Рядом с Егором сидели две бабы. От стенки – мороз, от раскормленной бабы – тепло. Подкатился Егор под бабий бок, задремал. Прииск видел во сне, Аграфену, Петюшку. Петюшка обнял его ручонками и говорит: «Ой, тятенька, тебя из-за пояса твово не обнимешь. Снял бы ты этот пояс, – с опояской, поди, беда как неловко, – и пробует развязать опояску.

– Што ты, сдурел, – закричал Егор и проснулся. В вагоне полутемно. Бабы где-то вылезли ночью, а рядом сидит мордастый парень и уперся рукою в Егоров живот – в опояску с золотом.

Сна как не бывало. Отбросил руку парня, завернулся в шабур. Зябко спросонок. На стенах, на потолке висят куржаки, как в медвежьей берлоге. Сунул Егор нос за воротник, чтоб теплом от дыхания грудь погреть малость. Начал дремать, а рука парня снова на опояску легла. Извернулся Егор ужом. Сел. А парень с ухмылочкой толкает локтем под бок:

– Ты, борода, не в монастырь на богомолье поехал?

– Угу.

– То-то видно, вериг на себя навешал, как тунгусский шаман, – и ткнул пальцем в пухлую Егорову опояску. – Ха-ха.

– Это я уздечки надел на себя. Коней ищу, – ответил Егор и похвалил себя за находчивость. Действительно, разве мало ходит по дорогам мужиков, потерявших лошадей. Подпояшутся уздечками и идут. Обычное дело.

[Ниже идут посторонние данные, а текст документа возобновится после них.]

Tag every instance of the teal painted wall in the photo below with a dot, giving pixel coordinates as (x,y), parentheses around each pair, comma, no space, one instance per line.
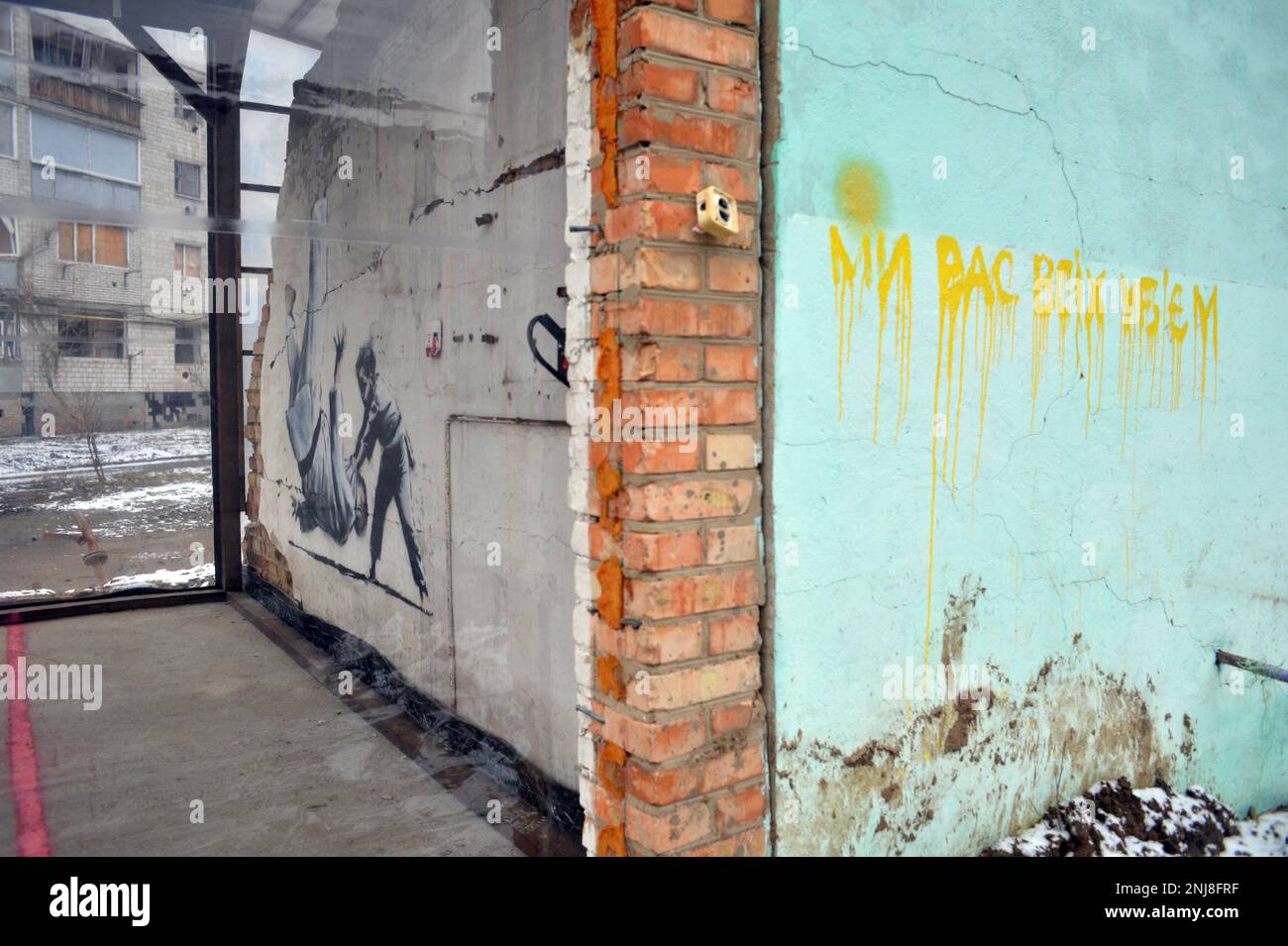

– Ну-у, – парень развел руками и изобразил на лице удивление, как если б увидел рыбу с человеческой головой. – Что ж ты, борода, коняшек своих снегом кормишь?

Обомлел Егор. И правда, земля-то под аршинным снежным покровом. Кто ж в эту пору лошадей на степь выгоняет. «Эх ты, оплошку спросонок дал», – закряхтел Егор.

А парень прихохатывает и делает вид, что совсем изумлен.

– М-мда… Тех лошадок, что кормятся снегом, иначе как на чугунке и не догонишь. Так, борода? Сознайся, что убежал от старухи и к монашкам подался, а в загашник гостинец зашил?

«Вот те влип», – подумал Егор и холодный пот потек по спине.

– Шутник ты, – захохотал парень и такую морду скроил, что Егор забыл на время про страх и прыснул, зажав рот. Но потом, как опомнился, так стало еще страшней. Встал на колени – на ноги не встанешь, потому что качает вагон, – да потихоньку поближе к двери. «Слава богу, оборонился». Оглянулся, а толсторожий парень возле него стоит, другого, худощавого с черной повязкой на правой щеке, за плечи обнял.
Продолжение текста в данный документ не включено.